Yannick Noah

Le nouvel opus de Yannick Noah, ancien joueur de tennis reconverti dans la musique, porte son propre nom et s'écoute comme une sorte d'autoportrait, réalisé à distance, par le biais de mains amies. Cet album sorti chez Sony Music, est en effet l'oeuvre taillée à sa mesure par une bande de copains soucieux de le voir continuer sa carrière d'interprète. Retour sur cette carrière.

Et douze titres dans les bacs.

Le nouvel opus de Yannick Noah, ancien joueur de tennis reconverti dans la musique, porte son propre nom et s'écoute comme une sorte d'autoportrait, réalisé à distance, par le biais de mains amies. Cet album sorti chez Sony Music, est en effet l'oeuvre taillée à sa mesure par une bande de copains soucieux de le voir continuer sa carrière d'interprète. Retour sur cette carrière.

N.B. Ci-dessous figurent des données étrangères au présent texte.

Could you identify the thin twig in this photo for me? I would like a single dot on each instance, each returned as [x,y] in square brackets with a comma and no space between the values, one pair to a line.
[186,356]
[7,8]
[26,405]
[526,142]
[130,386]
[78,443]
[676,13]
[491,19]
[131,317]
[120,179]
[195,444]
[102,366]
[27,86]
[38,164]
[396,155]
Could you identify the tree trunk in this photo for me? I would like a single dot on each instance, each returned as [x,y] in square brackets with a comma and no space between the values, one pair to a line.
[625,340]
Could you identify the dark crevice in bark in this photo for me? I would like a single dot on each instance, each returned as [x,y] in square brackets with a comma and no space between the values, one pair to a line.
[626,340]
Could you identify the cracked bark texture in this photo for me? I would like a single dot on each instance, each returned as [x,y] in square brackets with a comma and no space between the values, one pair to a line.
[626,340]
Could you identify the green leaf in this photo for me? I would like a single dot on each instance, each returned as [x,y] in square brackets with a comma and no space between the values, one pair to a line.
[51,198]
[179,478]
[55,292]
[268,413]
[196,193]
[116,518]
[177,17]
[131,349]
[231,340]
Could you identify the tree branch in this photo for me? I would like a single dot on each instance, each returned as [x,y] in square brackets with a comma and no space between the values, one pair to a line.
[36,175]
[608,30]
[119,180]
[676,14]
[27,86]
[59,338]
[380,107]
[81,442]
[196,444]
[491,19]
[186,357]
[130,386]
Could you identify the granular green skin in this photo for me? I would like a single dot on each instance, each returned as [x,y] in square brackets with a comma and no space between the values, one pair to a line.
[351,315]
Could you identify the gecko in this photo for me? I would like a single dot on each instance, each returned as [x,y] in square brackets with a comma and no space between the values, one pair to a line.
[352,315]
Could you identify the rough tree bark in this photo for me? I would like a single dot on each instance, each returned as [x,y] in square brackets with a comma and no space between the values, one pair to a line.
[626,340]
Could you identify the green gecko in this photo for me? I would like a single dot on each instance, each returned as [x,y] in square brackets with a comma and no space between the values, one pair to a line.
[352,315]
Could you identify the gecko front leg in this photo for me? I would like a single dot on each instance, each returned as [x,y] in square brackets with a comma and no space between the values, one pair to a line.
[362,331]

Une opportunité qui en rappelle bien d'autres. Son premier album Black and What, concocté au début des années 90, était une idée d'Eric Ghenassia, producteur familier des grands coups du show-biz musical, tendance Stéphanie de Monaco. Yannick, à l'époque où il le rencontre, envisageait sérieusement sa reconversion hors des courts de tennis et s'excitait surtout sur un vieux rêve de môme : être artiste. "Pour faire passer des émotions" disait-il. Pour éviter la routine également. Car la vie des stars du tennis se résume bien souvent, une fois la raquette de champion rangée au vestiaire, en une série d'exhibitions sponsorisées, ennuyeuses pour la plupart. Noah, qui après bien des matchs, s'est retrouvé à chanter avec ses potes, Wilander ou Mc Enroe, dans des bars ou des clubs, est complètement séduit par une éventuelle carrière dans la chanson. A un confrère, il confie : "Au tennis, le bonheur du vainqueur fait toujours le malheur de l'autre. Alors que sur scène, on était tous heureux ensemble".

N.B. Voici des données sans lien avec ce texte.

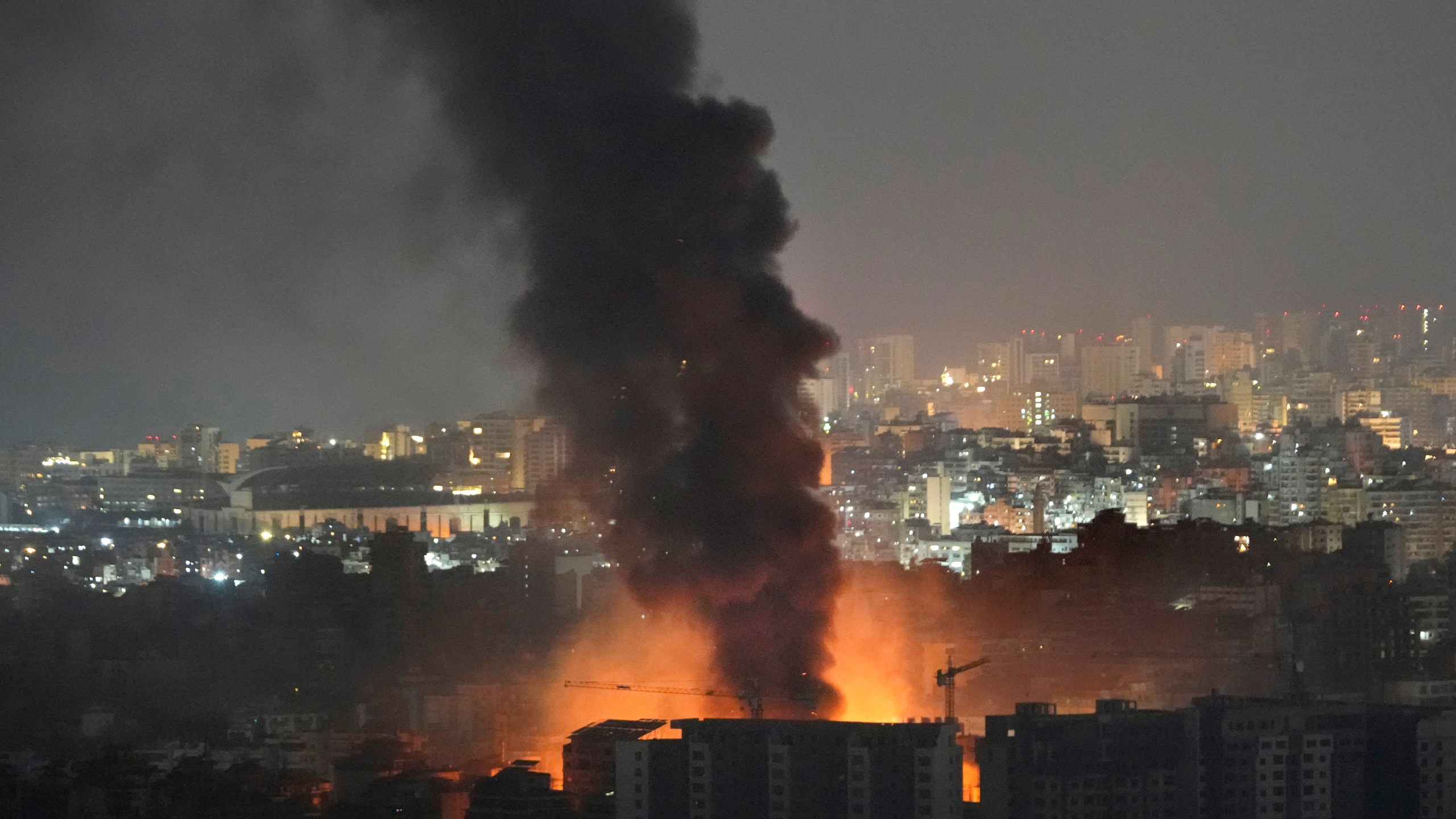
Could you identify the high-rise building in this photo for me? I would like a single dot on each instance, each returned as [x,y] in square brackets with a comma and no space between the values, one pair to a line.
[1426,512]
[1140,333]
[1269,334]
[1037,763]
[825,394]
[548,449]
[886,363]
[1299,333]
[996,365]
[792,770]
[394,442]
[498,445]
[1108,369]
[1043,369]
[228,455]
[1231,351]
[197,448]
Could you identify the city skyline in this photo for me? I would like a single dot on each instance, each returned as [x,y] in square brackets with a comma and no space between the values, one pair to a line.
[1111,172]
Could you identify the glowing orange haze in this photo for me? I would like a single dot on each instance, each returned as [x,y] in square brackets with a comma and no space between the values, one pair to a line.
[877,664]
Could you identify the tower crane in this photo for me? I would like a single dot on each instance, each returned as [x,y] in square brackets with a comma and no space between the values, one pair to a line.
[750,697]
[945,678]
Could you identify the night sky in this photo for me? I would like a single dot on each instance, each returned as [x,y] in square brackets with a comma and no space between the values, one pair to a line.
[254,213]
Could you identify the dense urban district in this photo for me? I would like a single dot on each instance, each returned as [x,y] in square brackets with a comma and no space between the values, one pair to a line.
[1207,570]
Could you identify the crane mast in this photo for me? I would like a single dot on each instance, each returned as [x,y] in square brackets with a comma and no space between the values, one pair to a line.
[945,678]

Suffit-il de le vouloir, même fortement, pour que cela se réalise ? Yannick, en entraînant Ghenassia dans son sillage, a un avantage indiscutable dès le départ. Il bénéficie d'une image médiatique très forte. Son regard, ses liaisons, sa mystique font florès dans la presse people. De quoi décider TF1 (la première chaîne du paysage audiovisuel français), Carrère (maison de disques passée maître dans les "coups" à succès), plus Wellcome (label indépendant qui ne pouvait rêver mieux pour se faire entendre) à tenter l'aventure. Black and what fait son tabac. Saga Africa, premier single de l'album, devient un tube d'été. Le public, en effet, a suivi sans sourciller. Noah n'aura sans doute pas signé là l'opus qui fera de lui un fabuleux interprète, à l'image de ses idoles de jeunesse (Hendrix, James Brown, Marley). Mais à l'impossible, nul n'est tenu. Yannick cherchait en réalité un autre moyen d'exister et d'exprimer sa rage. Ses chansons sont une aubaine pour poser son nouveau discours. Il parle de racines, de joie de vivre, de fidélité à l'amitié et pointe le racisme du doigt. Le schéma, à quelques différences près, se répétera avec le second album, Urban Tribu sorti en 1993, dans une perspective plus anglo-saxonne mais avec moins de succès. Là aussi, c'est une idée apportée par les autres et en particulier de son producteur, à la rencontre de son obsession pour le chant.

Yannick l'artiste est ainsi fait. A son contact, quelques amis repartent inspirés et lui reviennent avec un album, toujours taillé sur mesure, à la hauteur de sa personnalité. Les chansons écrites en français, en anglais ou en langue camerounaise reflètent au mieux l'aspect international du personnage (il a vécu à Yaoundé, Paris et New York). Les rythmiques ajustées correspondent aux voyages et aux univers passionnels de l'ex-tennisman (reggae, rock, ballades…). Les paroles de sagesse sont puisées dans la vie d'un sex-symbol aujourd'hui également reconverti dans l'humanitaire (dans le cadre des activités de l'association "Les Enfants de la Terre", fondée avec sa mère). Qui ne rêve pas d'avoir des amis aussi attentifs ? Aucun ne le trahit jamais. Tous tiennent des valeurs positives que Yannick dégage. Tous… Y compris ceux qui ont fabriqué ce nouvel album de douze titres. Dans son dossier de presse, il déclare : "La vie a voulu que je rencontre une équipe (Erick Benzi, Jean-Jacques Goldman, J. Kapler…) qui était prête à me faire un cadeau : des chansons écrites pour moi. Un beau cadeau que j'ai accepté tout de suite, avant d'avoir écouté ou lu quoi que ce soit […] Quand j'ai découvert les textes, l'aventure était partie. J'ai ressenti les chansons immédiatement, parce qu'elles me correspondaient vraiment. Et j'ai chanté comme c'est venu". Un vrai conte de fées.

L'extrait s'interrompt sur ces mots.